My father-in-law’s encouragement had the opposite effect on me, cementing a decision I was already leaning toward—hanging up my prosecutor’s spurs and going into private practice.

Before I made the leap, though, I tested the waters with Piper. I asked her to sit with me at our kitchen table and ran it by her.

“You mean you want to start representing the criminals?” she asked me.

“They’re not all criminals,” I answered. “Innocent people are charged, too.” It was a weak argument, and I knew it. But I let the words hang in the air for a minute, then said, “The money will be a lot better. We could move to a bigger house, on the Main Line, near your parents.
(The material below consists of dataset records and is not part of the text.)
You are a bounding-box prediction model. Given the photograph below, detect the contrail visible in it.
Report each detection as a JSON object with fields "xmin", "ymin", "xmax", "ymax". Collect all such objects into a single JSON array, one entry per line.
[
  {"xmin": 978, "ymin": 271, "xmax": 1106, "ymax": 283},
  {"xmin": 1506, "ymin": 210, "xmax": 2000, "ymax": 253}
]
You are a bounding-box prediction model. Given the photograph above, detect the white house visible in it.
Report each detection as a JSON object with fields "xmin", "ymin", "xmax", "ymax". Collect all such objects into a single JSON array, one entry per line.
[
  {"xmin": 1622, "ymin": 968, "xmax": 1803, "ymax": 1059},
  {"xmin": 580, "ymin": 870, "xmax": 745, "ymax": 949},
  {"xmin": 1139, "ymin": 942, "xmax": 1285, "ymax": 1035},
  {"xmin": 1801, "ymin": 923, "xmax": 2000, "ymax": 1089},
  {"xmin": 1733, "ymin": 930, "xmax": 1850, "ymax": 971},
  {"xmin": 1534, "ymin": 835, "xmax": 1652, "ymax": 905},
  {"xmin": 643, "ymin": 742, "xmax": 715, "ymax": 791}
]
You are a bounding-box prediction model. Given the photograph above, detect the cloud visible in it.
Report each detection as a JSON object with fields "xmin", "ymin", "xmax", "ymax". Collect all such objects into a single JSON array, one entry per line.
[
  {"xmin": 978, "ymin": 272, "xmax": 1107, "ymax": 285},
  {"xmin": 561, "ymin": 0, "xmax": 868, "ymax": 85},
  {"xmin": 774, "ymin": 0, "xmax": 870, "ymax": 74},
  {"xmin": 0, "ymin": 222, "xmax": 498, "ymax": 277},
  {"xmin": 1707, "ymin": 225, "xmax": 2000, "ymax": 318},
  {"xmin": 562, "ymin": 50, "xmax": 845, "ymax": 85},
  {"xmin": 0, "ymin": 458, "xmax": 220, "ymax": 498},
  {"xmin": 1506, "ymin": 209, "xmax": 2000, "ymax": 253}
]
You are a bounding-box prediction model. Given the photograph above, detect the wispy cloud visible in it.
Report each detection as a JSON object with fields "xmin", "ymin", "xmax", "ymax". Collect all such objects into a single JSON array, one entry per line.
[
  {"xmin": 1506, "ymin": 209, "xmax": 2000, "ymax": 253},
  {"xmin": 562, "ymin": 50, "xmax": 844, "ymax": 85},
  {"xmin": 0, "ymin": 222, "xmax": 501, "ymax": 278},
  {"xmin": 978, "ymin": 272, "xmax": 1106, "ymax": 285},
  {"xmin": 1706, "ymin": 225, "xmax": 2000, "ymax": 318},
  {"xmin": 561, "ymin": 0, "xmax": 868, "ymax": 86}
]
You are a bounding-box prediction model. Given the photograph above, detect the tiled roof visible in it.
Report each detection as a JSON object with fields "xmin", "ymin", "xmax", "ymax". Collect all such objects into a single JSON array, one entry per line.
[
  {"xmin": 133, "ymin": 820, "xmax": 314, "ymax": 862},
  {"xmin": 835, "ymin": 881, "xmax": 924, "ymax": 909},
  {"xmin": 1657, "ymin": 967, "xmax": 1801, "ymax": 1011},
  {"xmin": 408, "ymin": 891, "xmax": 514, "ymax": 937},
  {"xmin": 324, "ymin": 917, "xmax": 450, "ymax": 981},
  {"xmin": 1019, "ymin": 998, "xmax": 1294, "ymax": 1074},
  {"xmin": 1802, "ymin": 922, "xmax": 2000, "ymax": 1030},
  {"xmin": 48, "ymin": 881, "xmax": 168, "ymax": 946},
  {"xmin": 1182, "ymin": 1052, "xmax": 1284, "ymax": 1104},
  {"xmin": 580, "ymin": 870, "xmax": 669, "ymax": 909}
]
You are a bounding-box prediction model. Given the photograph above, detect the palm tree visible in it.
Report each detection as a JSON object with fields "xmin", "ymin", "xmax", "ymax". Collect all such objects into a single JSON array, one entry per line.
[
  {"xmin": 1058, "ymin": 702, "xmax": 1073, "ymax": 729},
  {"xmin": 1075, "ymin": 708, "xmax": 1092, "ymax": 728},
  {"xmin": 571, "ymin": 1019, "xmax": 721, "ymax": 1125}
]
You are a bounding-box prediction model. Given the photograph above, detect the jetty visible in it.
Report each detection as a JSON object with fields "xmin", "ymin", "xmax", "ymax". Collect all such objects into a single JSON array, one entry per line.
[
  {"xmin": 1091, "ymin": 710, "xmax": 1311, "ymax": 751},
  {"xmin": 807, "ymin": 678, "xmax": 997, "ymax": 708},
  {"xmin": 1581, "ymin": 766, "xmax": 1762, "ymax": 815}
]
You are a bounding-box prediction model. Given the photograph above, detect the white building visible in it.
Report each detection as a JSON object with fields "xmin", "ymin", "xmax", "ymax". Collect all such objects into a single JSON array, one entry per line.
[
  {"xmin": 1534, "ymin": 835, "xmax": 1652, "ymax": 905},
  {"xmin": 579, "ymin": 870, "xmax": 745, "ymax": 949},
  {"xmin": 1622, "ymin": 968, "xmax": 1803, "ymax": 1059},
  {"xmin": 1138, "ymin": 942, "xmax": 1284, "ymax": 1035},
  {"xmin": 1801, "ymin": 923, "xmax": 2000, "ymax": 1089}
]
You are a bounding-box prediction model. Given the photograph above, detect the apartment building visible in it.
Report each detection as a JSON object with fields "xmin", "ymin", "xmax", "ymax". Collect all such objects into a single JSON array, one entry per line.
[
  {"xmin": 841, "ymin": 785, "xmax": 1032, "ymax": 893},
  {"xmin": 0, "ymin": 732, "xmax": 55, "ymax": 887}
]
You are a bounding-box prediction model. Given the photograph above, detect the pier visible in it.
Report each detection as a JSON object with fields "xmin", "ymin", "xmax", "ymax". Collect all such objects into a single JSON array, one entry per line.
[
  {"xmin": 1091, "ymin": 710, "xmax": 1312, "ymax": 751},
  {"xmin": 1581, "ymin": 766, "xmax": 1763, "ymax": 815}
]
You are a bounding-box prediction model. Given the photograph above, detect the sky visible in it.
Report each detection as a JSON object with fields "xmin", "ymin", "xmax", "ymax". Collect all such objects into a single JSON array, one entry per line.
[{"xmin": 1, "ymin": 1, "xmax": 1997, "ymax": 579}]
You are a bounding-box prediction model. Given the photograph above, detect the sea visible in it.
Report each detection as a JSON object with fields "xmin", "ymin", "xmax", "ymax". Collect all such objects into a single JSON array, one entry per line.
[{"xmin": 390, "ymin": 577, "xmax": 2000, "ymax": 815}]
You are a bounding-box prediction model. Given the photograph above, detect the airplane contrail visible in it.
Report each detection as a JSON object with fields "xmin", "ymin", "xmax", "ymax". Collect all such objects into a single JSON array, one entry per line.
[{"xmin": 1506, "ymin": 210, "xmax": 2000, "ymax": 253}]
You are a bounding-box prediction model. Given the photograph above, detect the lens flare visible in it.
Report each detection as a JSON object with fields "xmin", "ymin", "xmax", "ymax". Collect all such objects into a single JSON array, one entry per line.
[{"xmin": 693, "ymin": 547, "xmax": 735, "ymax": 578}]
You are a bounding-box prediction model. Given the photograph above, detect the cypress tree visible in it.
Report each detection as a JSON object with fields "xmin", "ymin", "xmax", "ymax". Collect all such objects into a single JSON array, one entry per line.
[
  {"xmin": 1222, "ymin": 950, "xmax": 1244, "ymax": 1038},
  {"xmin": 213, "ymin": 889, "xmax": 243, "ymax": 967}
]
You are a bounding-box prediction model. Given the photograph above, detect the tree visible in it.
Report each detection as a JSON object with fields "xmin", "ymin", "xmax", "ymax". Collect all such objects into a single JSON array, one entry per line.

Your mother could help you with Gabby,” I added. Our daughter was a year old and giving Piper, by then a stay-at-home mom, a real run for her money.

Piper sat for a long minute, staring at the floor. Then she looked up at me and asked, “Is this about Tommy?”

The month before, toward the end of my time off with Piper and the new baby, I had received a call from the prison that Tommy had been beaten up pretty badly. I drove up to the prison in Frackville to see him. Lying in the infirmary, Tommy could barely talk because his jaw was wired. His nose was broken. His left eye was swollen shut. Both of his hands were wrapped in bandages. When he saw me looking at his injured hands, he said between his teeth, “That’s from what I did to the other guys.”

I returned home shaken, more scared for my brother than I’d ever been.

“That’s part of it,” I answered. “The other part is . . . well . . .”

“My father. How he’s pressuring you about becoming district attorney.”

I nodded.

Piper looked past me, out the kitchen windows. Then she put her hand over mine, looked me in the eyes, and said, “You do what you think is right.” And she meant it. Of that I’m certain, even looking back on it now. Of course, at that point, neither Piper nor I had been subjected to her father’s wrath.

I broke the news to Thatcher that I was leaving the district attorney’s office for a private criminal-defense practice just after I gave my notice. The four of us were having dinner one night at the Capital Grille on Broad Street. We were halfway through our first course when I announced my plans.

Thatcher dropped his spoon into his lobster bisque and turned his head toward me so deliberately that it looked like he was moving in slow motion. After a long minute, he looked to Piper and asked through his clenched jaw, “How could you let him do this?”

It was all Piper could do to maintain her composure. She always obeyed her father. I don’t think I’d ever seen them exchange a cross word. I could feel her own anger rising inside her. She held her tongue at dinner, but railed to me about her father once we got home. Soon enough, though, she focused her anger on me instead.

I think about all this on Saturday night as I drive Piper and Gabby to the Grays’ house for dinner. The trip from Wayne to Villanova takes only about ten minutes, but the tension between Piper and me makes the drive seem interminable.